A Tribute by the National Council of Churches of Singapore
On 21 February 2018, the Rev. Dr Billy Graham died from natural causes at his home in Montreat, North Carolina, at the age of 99. Billy Graham was arguably the most significant Christian evangelist and preacher in the 20th century. In his 60 years of active ministry, he has preached the Gospel to more than 100 million in person. Through the use of the media of the day – radio, television, satellite and film – Graham has reached millions more across the globe. It is estimated that nearly 3 million have responded to his simple but compelling invitation to ‘accept Jesus into your heart’.

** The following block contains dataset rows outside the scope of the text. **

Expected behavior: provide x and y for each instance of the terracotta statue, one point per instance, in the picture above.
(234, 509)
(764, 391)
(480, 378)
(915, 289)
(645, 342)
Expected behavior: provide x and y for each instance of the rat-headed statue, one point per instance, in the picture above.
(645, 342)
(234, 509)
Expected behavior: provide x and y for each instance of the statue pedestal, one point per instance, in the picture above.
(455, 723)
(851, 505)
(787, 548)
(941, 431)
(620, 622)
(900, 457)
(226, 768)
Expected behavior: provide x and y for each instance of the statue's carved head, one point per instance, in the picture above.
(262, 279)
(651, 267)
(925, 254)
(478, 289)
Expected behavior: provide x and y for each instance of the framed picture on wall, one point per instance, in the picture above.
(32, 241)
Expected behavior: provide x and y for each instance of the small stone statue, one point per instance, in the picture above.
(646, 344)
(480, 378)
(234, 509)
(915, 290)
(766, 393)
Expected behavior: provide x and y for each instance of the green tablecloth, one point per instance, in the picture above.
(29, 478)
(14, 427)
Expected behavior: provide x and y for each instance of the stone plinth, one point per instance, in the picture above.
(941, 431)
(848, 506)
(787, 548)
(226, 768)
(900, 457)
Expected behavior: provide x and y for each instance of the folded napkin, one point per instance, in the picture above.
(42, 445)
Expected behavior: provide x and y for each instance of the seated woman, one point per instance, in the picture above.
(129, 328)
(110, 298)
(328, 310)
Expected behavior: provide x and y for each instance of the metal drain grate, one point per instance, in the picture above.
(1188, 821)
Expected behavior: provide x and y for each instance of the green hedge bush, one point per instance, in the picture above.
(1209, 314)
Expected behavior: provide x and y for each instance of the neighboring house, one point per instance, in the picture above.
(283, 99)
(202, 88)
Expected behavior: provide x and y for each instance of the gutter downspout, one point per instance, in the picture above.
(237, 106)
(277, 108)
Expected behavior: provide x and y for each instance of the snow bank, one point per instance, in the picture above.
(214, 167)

In addition to his work as an evangelist, Graham was also instrumental in inspiring the formation of organizations and institutions which had a global impact such as Youth for Christ, Wheaton College in Illinois, and the Christian publication Christianity Today.

Graham stood up for Christian values. In many of his sermons, he spoke against drugs, sex and violence. Graham refused to visit South Africa during the Apartheid era until the government allowed integrated seating at his events. He was also the first Christian evangelist of note to speak behind the Iron Curtain. During the Civil Rights Movement of the 1950s and 1960s in the United States, Graham joined the Rev. Martin Luther King Jr. in the fight against discrimination and segregation. Both Graham and King preached to more than 2 million people in New York City alone. King was reported to have said that ‘Had it not been for the ministry of my good friend Dr. Billy Graham, my work in the Civil Rights Movement would not have been as successful as it has been’.

His influence was not limited to the West. In December 1978, Billy Graham conducted five nights of Gospel Rallies at the Singapore National Stadium which attracted 337,000 attendees in total. It was reported that 19,631 people came forward for counseling during the five nights.
The evangelistic rallies took place at a time when the churches in Singapore were already active in evangelism. Some authors have described the 70s as the ‘decade of evangelism’. Mainline denominational churches like the Anglican and Methodist churches as well as Assemblies of God and independent churches and Christian organizations were steadily reaching out to different sectors of the population since the late 1960s. The evangelistic rallies helped spurt the momentum of church growth.
During his visit here, Graham envisioned Singapore’s potential global role, especially for Christianity in Asia. Seen in this context, the evangelistic rallies may in some sense be said to epitomize the work of evangelism and outreach that the churches in Singapore had been faithfully doing. It made visible the unity and collaboration which had already begun among churches in Singapore.
Billy Graham has received many accolades during his lifetime. He has been described as ‘America’s pastor’ and ‘the greatest evangelist since the Apostle Paul’. But it was the late evangelical leader, John Stott who gave him the greatest tribute.
In his reminiscences of the American evangelist, Stott said: ‘If I had to choose one word with which to characterize Billy Graham, it would be integrity. He was all of a piece. There was no dichotomy between what he said and what he was. He practiced what he preached’.
Perhaps this is Billy Graham’s truest legacy.